Née en 2018, cette initiative s’est donné pour objectif d’améliorer l’accès au diagnostic, au traitement et à la qualité des soins pour les adultes TDAH, à travers : la sensibilisation des autorités, la mobilisation et la formation des professionnels de santé, des propositions pour une organisation des filières de soins dédiées, mais aussi l’adaptation du dispositif réglementaire français. Aujourd’hui, elle s’est élargie et compte plus de 60 membres issus de la psychiatrie, de l’addictologie, de la pharmacologie et de la neurologie, exerçant en milieu hospitalier ou en libéral. Et elle s’est ouverte aux associations de patients.

Ces associations quant à elles ont pour rôle de porter la parole des patients, de faire connaître le TDAH de l’adulte au grand public. Il s’agit de faire écho des difficultés rencontrées, mais aussi, au travers de témoignages, de donner de l’espoir, d’inciter au diagnostic et à la prise en charge. Il s’agit également de combattre l’isolement et la stigmatisation des patients et de leur entourage, en encourageant les échanges et la solidarité entre les membres de l’association. Ou encore, de permettre aux patients et à leur entourage de comprendre leurs symptômes et partant d’en mieux moduler les conséquences. Une association pourrait aussi prêter son identité morale, en cas de procédure, et défendre les patients en difficultés de remboursement de traitement. La persistance de l’inertie française, malgré les efforts de tous, pourrait du reste donner du grain à moudre à la Cour européenne des droits de l’homme…
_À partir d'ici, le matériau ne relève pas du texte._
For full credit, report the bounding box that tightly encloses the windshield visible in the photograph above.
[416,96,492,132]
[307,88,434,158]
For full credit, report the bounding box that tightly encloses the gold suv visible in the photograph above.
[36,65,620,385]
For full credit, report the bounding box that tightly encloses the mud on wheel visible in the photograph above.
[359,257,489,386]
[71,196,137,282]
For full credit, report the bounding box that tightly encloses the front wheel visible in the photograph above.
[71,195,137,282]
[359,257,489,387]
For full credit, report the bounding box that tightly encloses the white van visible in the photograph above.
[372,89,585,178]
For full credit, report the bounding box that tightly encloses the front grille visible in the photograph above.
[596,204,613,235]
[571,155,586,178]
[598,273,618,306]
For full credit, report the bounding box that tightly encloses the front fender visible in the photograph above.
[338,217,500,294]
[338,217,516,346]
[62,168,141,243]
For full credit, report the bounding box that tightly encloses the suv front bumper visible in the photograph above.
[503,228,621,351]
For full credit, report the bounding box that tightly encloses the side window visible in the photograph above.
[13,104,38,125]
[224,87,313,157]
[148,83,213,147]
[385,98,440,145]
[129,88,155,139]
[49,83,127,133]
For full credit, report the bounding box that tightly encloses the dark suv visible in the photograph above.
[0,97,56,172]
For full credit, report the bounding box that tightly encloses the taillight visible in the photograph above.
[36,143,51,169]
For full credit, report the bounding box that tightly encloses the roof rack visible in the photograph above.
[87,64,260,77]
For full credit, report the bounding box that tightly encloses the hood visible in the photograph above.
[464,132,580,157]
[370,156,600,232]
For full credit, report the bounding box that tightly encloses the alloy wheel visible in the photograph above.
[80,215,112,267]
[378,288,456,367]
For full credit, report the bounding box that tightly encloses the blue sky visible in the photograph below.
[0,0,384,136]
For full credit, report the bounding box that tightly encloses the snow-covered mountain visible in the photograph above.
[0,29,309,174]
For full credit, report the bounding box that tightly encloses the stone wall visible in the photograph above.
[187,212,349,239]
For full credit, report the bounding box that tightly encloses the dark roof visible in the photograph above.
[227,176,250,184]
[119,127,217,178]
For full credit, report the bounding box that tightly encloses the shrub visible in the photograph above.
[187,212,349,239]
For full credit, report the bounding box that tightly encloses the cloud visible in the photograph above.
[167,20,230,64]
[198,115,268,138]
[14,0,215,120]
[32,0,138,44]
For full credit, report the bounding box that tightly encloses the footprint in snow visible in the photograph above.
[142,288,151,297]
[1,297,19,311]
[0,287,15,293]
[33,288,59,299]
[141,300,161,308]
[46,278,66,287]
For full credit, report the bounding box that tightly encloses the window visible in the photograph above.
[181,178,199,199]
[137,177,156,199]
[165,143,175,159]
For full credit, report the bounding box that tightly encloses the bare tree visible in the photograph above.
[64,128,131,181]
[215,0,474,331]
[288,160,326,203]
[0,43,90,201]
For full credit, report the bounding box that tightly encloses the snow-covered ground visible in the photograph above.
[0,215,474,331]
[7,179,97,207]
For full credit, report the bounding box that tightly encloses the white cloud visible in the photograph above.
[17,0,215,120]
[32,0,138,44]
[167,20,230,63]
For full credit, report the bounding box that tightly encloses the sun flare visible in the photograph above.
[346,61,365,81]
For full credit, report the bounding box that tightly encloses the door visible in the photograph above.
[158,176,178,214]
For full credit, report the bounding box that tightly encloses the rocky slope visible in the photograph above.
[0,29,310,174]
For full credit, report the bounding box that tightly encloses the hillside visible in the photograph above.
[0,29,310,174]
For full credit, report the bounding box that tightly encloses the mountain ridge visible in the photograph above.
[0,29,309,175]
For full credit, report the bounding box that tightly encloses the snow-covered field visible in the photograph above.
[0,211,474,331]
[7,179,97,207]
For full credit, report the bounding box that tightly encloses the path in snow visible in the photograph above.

Un TDAH non diagnostiqué avant l’âge adulte, ce sont des années d’errance et de souffrance, de difficultés familiales, sociales, professionnelles… Alors qu’un diagnostic et un traitement bien conduit permettent de prendre sa vie en main et d’en améliorer la qualité. Au nom de quoi pourrait-on persister à en priver les patients ?


Cet article a été rédigé en collaboration avec le Dr Étienne Kammerer, addictologue, président d’ADDICTOLIB et vice-président délégué de la Fédération française d’Addictologie.